Who's Your Daddy?
Adoption and privacy
Last summer a Florida judge upheld a state adoption law that one attorney has called "anti-parent, anti-adoption, anti-family, and most profoundly anti-child." Not to mention anti-privacy.
The law, passed in fall 2001, requires pregnant women who don't know their babies' birth fathers to buy newspaper ads detailing their sexual histories before they can give their babies up for adoption. The ads have to run weekly for a month in any town where the baby might have been conceived.
Six women filed suit, arguing the law violated their right to privacy. Palm Beach County Circuit Court Judge Peter Blanc ruled against all but one, a rape victim. Now the remaining five women are appealing.

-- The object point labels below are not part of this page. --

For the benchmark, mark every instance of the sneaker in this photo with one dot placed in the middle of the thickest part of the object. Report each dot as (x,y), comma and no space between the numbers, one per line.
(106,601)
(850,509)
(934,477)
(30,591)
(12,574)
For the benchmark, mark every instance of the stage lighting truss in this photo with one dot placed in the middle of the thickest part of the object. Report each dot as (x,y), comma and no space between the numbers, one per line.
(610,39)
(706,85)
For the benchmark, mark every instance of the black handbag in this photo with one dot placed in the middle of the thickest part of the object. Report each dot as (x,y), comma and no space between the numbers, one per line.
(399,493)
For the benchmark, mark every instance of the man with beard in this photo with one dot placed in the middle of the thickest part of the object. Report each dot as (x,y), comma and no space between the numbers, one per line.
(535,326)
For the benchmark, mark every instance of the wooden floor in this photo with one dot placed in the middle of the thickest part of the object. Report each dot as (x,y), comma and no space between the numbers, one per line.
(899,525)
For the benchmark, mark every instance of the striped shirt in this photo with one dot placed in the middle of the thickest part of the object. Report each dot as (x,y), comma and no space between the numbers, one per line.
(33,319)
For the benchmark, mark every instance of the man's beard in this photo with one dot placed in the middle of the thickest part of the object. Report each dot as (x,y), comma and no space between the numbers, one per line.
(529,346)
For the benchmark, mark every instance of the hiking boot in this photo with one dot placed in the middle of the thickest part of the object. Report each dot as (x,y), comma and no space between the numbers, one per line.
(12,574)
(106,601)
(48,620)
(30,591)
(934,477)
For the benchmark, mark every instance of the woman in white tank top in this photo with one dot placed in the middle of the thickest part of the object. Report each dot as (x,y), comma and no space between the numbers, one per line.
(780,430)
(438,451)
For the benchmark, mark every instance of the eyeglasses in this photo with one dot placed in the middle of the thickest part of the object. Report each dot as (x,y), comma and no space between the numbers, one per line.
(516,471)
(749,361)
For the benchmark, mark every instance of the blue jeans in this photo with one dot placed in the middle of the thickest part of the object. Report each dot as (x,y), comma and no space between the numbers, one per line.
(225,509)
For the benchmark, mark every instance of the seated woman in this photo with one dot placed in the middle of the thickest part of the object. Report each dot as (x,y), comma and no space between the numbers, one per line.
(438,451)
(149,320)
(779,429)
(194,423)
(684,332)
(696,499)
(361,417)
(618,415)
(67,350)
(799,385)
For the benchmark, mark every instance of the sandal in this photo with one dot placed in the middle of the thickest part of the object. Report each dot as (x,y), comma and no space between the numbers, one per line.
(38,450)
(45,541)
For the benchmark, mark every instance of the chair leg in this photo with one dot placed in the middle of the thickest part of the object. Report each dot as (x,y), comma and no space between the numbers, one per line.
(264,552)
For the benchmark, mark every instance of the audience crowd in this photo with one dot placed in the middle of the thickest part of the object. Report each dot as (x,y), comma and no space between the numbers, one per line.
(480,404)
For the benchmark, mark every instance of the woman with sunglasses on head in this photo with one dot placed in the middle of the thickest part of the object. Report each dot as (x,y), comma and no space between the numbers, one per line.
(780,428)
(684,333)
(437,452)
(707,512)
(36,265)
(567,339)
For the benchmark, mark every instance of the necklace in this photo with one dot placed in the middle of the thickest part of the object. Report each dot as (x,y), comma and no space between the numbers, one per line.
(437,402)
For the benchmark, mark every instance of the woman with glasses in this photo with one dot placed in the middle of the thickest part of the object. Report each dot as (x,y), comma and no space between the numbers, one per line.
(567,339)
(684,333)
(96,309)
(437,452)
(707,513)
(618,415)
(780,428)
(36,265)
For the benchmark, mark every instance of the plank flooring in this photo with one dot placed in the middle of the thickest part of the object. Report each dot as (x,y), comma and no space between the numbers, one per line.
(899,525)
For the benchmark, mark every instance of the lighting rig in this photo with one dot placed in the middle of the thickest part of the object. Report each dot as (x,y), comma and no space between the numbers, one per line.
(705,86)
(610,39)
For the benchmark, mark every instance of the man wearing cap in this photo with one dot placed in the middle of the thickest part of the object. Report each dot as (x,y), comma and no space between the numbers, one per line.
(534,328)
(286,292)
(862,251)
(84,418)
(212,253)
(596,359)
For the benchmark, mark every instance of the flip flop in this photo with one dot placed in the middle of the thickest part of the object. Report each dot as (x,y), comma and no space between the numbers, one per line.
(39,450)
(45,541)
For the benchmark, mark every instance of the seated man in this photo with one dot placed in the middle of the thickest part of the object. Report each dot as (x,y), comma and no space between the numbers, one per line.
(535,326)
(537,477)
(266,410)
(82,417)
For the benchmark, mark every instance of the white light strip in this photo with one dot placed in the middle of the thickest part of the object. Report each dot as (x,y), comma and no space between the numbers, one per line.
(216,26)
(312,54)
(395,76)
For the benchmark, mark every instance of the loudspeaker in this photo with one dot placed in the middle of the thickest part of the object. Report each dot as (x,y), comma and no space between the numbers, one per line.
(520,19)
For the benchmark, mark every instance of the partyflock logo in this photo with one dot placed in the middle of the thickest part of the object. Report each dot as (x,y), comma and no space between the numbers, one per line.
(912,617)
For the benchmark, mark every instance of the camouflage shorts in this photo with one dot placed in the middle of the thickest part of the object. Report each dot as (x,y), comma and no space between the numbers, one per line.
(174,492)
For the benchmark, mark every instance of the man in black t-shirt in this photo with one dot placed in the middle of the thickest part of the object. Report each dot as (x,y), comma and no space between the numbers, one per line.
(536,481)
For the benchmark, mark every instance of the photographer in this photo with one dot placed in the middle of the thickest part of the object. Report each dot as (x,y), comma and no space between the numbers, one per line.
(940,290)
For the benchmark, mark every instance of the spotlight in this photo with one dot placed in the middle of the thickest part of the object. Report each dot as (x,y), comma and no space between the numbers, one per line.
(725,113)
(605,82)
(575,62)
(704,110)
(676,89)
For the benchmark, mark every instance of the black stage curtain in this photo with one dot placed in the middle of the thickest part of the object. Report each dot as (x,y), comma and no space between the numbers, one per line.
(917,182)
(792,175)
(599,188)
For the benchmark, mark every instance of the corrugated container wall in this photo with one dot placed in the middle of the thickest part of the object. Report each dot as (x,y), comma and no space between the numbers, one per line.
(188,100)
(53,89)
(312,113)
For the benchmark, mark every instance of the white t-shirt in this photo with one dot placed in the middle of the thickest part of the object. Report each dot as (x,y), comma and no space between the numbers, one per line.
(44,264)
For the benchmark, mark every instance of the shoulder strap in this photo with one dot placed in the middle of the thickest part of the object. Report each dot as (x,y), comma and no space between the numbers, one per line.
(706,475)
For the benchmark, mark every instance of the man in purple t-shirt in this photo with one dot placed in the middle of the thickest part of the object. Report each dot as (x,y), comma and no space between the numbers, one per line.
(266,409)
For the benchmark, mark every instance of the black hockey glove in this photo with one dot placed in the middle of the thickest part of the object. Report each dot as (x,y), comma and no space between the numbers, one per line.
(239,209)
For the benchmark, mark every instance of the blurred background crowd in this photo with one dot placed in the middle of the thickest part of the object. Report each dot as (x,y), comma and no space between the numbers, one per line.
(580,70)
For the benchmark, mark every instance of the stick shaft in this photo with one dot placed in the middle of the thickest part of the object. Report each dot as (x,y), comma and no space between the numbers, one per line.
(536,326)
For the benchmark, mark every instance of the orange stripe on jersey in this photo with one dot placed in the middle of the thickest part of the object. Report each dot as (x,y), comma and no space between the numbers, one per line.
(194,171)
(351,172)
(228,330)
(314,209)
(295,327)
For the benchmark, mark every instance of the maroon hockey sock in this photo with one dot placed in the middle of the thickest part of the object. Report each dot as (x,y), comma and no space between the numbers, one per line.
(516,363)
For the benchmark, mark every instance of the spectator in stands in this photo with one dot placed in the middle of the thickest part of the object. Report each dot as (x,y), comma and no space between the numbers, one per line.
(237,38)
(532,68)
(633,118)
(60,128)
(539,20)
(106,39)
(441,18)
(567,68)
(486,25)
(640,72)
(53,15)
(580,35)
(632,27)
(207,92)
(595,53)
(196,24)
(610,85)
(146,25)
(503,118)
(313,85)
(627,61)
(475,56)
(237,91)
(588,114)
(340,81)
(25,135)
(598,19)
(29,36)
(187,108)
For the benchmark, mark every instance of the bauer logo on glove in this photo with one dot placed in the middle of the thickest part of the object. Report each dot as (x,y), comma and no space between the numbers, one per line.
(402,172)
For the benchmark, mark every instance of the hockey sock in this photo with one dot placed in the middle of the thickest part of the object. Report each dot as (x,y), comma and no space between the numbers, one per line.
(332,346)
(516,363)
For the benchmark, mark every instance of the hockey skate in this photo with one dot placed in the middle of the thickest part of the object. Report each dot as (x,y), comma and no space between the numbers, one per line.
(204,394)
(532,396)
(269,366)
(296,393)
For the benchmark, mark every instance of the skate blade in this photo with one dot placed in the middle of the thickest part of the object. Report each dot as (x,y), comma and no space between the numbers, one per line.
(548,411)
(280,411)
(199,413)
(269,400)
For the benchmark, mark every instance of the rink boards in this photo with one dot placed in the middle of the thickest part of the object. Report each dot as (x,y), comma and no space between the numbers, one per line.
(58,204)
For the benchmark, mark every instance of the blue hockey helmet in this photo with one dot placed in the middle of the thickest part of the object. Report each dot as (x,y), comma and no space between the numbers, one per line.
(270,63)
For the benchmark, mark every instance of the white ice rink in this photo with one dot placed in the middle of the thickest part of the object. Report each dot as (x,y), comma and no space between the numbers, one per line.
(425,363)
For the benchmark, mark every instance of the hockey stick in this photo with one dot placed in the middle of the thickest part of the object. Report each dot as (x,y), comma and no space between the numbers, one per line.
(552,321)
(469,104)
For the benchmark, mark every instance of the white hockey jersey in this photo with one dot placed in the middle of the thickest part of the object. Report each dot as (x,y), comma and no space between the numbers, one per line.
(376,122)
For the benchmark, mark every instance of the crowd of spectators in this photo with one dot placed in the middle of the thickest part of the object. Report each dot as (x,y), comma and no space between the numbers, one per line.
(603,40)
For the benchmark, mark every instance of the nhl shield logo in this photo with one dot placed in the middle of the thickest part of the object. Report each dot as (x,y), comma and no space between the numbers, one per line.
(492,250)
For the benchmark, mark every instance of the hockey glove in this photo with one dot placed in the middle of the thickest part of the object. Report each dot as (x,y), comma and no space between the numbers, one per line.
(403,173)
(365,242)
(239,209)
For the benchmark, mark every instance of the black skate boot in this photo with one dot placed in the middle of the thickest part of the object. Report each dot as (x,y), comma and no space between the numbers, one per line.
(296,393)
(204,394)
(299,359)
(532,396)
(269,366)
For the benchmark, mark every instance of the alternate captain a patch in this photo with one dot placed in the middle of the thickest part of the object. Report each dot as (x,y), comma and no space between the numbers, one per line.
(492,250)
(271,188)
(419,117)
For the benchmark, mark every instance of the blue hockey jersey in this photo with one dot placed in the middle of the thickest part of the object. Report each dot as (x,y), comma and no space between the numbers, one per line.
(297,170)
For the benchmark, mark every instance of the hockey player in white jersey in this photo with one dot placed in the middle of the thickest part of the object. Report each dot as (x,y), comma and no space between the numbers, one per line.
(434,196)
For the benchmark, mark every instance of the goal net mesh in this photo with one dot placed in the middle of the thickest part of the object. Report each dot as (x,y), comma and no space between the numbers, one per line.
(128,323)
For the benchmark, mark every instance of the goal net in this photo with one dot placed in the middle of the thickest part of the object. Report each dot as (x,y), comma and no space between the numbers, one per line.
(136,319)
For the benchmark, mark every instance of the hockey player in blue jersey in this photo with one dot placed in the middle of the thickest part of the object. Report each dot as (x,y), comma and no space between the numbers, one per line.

Legislators and men's rights activists had hoped the ad requirement would give more men the opportunity to come forward and take responsibility for their progeny. They also say they hoped to avoid custody battles between adoptive parents and biological fathers who step forward too late.
But attorneys report that the law's invasion of privacy has deterred pregnant women from considering adoption as an alternative to abortion. "Right now, adoption is greatly jeopardized, and many birth parents are electing abortion instead of adoption," says Patricia Strowbridge, an attorney and president of the Florida Adoption Council. "The intention was to improve birth fathers' rights; the result was that, in some instances, there has been a flat-out trampling of birth mothers' rights."
Strowbridge says the Florida Adoption Council will challenge the law in every district in Florida to increase the chances that the state Supreme Court will ultimately hear the case. In the meantime, there's a strong chance the state legislature will reform the statute when it goes back into session in March.
"We hope the legislature will take a real serious look at the statute," Stowbridge says, "because it has a number of problems, not the least of which is this privacy issue." Among other flaws, the statute includes provisions that in effect outlawed interstate adoptions—a problem that has been corrected by a special order from the attorney general.